Our family has loved watching the season change to fall, lots of orange color, first fires in the fireplace, and fresh pressed apple cider. Pumpkins of all sorts of sizes and colors have been arriving at our Farmers Market and we picked up a couple last week. Kabocha squash happens to be one of my favorites for its deep orange and sweet buttery flavor.

We have also been making pumpkin oat muffins for the last week and wanted to share our recipe.



Bake the whole Kabocha squash in the oven for 50-60 minutes at 350 degrees. (a fork should easily penetrate once done).

Measure out 1 1/2 cups of thick oats and add to a food processor pulsing till flour-like. It should yield 1 1/4 cup of oat flour.

oat flour

Allow squash to cool and scoop the flesh out of the cavity. Place into the food processor and pulse for a minute so that the squash becomes smooth with small clumps. Measure out one cup for the muffins and put the rest in a glass container for later use (more muffins or possibly a creamy soup with chicken broth and coconut milk?)


Pumpkin Oat Muffin

Preheat oven to 350 and grease muffin pan (I use this cooking spray)

Makes one dozen muffins

1 cup cooked and pureed pumpkin (canned would work as well)

2 eggs

1 teaspoon vanilla

2 tablespoons yogurt

3 tablespoons maple sugar

3 tablespoon Swerve Sweetener

1 1/4 cup oat flour

1 teaspoon baking powder

1/2 teaspoon baking soda

1/4 teaspoon sea salt

1 teaspoon cinnamon

1/2 teaspoon ground ginger

1/4 teaspoon nutmeg

1/4 chocolate chips (optional)

Combine pumpkin, eggs, vanilla, yogurt, and sweeteners in food processor and pulse.

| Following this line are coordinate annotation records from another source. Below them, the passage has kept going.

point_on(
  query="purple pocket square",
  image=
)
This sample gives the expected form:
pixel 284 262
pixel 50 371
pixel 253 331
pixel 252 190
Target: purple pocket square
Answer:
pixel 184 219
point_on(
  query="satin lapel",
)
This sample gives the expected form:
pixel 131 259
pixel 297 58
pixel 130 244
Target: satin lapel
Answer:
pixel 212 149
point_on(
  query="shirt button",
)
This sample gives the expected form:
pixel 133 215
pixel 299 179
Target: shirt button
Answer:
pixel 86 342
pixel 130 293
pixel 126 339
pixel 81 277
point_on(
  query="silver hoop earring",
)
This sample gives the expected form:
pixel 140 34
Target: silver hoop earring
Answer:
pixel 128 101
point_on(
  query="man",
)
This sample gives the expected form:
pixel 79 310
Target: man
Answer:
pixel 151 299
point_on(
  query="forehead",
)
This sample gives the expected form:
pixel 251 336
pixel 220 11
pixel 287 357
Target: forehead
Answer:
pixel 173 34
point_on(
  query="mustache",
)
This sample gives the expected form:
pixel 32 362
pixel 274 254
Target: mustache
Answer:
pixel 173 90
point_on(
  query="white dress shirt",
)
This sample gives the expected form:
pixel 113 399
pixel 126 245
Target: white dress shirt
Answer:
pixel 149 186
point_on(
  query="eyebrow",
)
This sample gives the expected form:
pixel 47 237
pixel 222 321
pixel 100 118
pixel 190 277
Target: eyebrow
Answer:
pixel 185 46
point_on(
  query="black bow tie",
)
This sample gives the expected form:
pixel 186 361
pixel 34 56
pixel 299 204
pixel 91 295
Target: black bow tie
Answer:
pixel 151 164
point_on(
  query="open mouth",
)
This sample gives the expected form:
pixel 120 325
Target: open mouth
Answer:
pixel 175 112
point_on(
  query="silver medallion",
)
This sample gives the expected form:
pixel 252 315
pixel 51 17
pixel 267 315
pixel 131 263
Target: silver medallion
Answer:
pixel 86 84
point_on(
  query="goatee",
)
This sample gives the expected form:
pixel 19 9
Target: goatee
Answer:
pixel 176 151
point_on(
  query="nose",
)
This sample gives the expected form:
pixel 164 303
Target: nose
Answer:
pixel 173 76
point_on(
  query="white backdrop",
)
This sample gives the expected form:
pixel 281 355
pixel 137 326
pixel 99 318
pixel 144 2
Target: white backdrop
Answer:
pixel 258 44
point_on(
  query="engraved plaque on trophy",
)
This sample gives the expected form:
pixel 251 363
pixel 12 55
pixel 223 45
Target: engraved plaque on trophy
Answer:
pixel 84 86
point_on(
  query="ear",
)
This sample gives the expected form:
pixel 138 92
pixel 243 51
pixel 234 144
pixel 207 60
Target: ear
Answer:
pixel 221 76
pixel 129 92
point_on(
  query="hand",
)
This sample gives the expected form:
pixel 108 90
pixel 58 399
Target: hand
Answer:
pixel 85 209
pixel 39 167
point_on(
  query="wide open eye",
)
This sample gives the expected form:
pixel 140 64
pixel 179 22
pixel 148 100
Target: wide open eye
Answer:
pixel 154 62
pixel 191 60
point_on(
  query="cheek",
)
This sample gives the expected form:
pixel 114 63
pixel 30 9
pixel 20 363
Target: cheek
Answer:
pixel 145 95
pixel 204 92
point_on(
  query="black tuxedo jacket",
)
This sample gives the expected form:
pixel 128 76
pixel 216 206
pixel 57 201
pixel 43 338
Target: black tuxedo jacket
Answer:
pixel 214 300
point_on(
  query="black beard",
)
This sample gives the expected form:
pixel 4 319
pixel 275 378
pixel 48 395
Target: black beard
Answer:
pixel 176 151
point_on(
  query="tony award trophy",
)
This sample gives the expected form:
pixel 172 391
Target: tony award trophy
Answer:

In a separate bowel combine oat flour, baking powder and soda, salt, and spices. Stir until well combined.

Add flour mixture to food processor and pulse gently until combined. Stir in chocolate chips by hand.

Distribute evenly in muffin tin and bake for 17-20 minutes, until golden brown on top. ENJOY!


Swerve Sweetener is one of my go to sugars, because of the oligosaccharides, a prebiotic that feeds the good bugs in our large intestine. There has been some research linking oligosaccharides to improved immune function in preschool age children. As we move into the winter months I use add it to the sweetener rotation, along with maple syrup, honey, and stevia. They also have a confectioners option, great for pancakes and icings.